Chiacchiere da divano in cui ci racconta che lui «questo periodo buio» l’ha affrontato non come un’occasione persa ma come una possibilità per lavorare al nuovo disco e a Lezioni di volo, il singolo che lo ha portato ad Ama Sanremo. I tempi dilatati del lockdown hanno influito positivamente sulla sua scrittura, dandogli modo di riflettere e mettere su carta pensieri e sensazioni; l’ispirazione, poi, arriva spesso dai film, durante i quali tiene la chitarra in mano, pronto a fare di immagini e sensazioni la colonna sonora del suo sentire.

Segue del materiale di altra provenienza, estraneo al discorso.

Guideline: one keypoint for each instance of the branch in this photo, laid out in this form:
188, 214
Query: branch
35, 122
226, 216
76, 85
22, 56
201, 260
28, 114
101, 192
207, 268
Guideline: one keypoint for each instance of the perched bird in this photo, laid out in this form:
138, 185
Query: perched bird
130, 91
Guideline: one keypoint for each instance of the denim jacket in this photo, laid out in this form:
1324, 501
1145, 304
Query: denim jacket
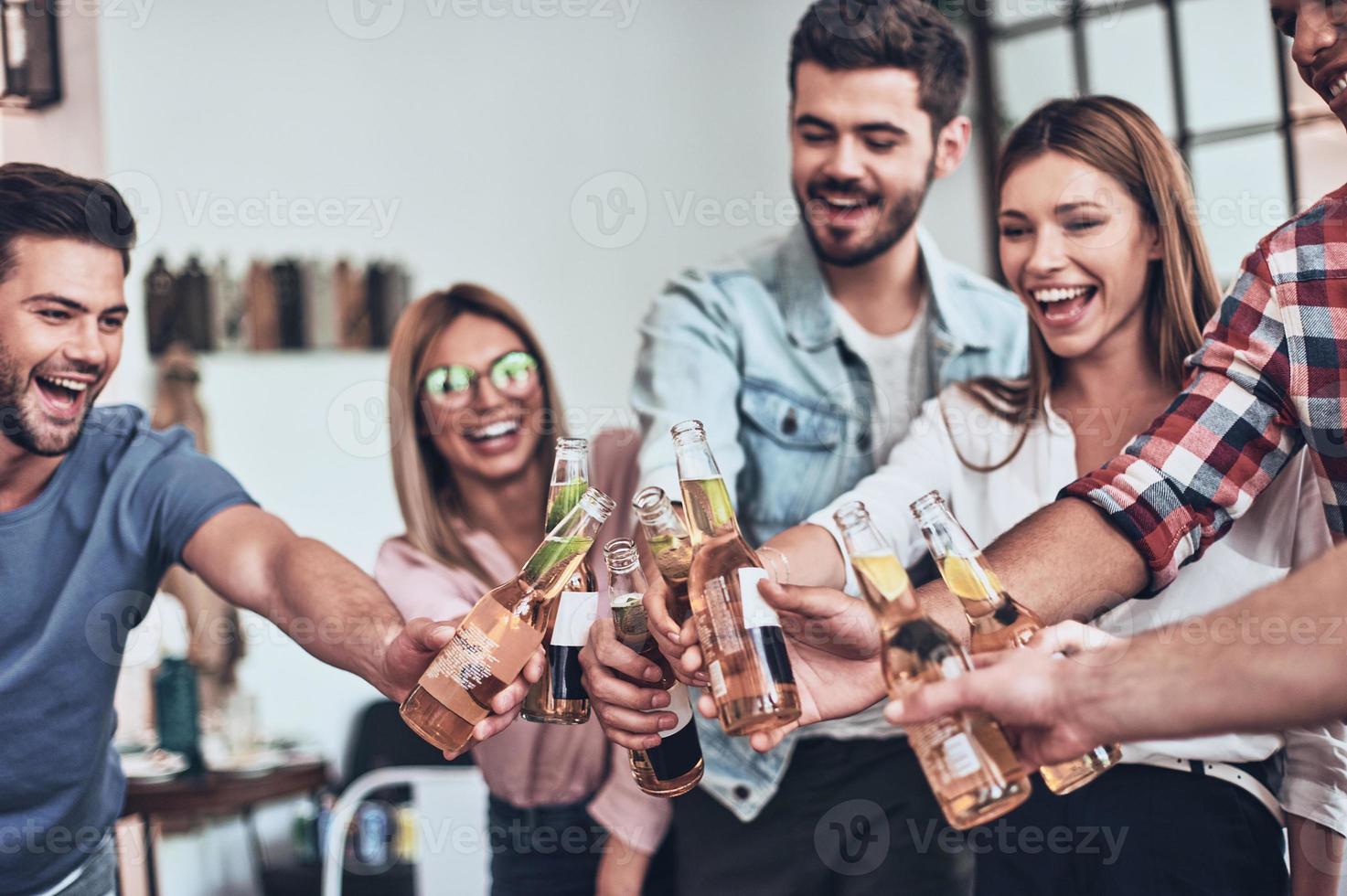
752, 349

Lezioni di volo suggella il suo rapporto con l’italiano, lingua già sperimentata in Milano parla piano, album uscito lo scorso anno. Il vestito che prima gli stava stretto è nel frattempo diventato una confortevole tuta da casa che lo fa sentire libero di esprimersi. Ha certamente dovuto adattare una vocalità plasmata sul folk ad una lingua e una struttura completamente differenti, con regole che all’inizio possono tarpare le ali alla creatività ma che, una volta apprese, regalano la libertà artistica di poter essere compresi appieno dal pubblico, che può ritrovarsi nei testi e cantare le canzoni con maggiore spontaneità.
La libertà è, in effetti, il motivo portante del brano stesso: dal titolo alla copertina, tutto suggerisce di lasciarsi andare, fidarsi, con un giusto mix di coraggio e prudenza, come il trapezista raffigurato nella cover (ad opera di Valerio Bulla) che si lancia nel vuoto consapevole che il suo affidarsi verrà premiato da chi lo afferrerà nel volo.
Per quanto affezionato alla dimensione intima dei piccoli club, ammette, calcare il palco dell’Ariston significherebbe, tra le altre cose, coronare il sogno di esibirsi con un’orchestra, cosa che ha sempre invidiato alle grandi star.
Riguardo gli altri sfidanti di Sanremo, Marco non si sbilancia e ci confida che forse chi teme di più è proprio se stesso e la sua ansia da palcoscenico dovuta alla timidezza: «m’immagino bianchiccio, con le occhiaie, impanicarmi e fare una colossale figura di merda tipo inciampare sulle scale e diventare subito un meme». Nonostante la paura per ciò che potrebbe arrivare o non arrivare grazie a questa opportunità, è sicuro che sia la strada giusta: la sera prima che annunciassero i nomi, racconta, era in un piccolo locale di Bologna a suonare davanti ad una manciata di persone e lì ha sentito la certezza che quello era il mondo in cui avrebbe voluto stare per sempre, ciò che avrebbe voluto essere e fare. E avere una certezza, nel 2020, è già un bel regalo.
Dal canto nostro, non possiamo che augurargli un grande in bocca al lupo per stasera e prepararci a fare il tifo davanti ai nostri schermi!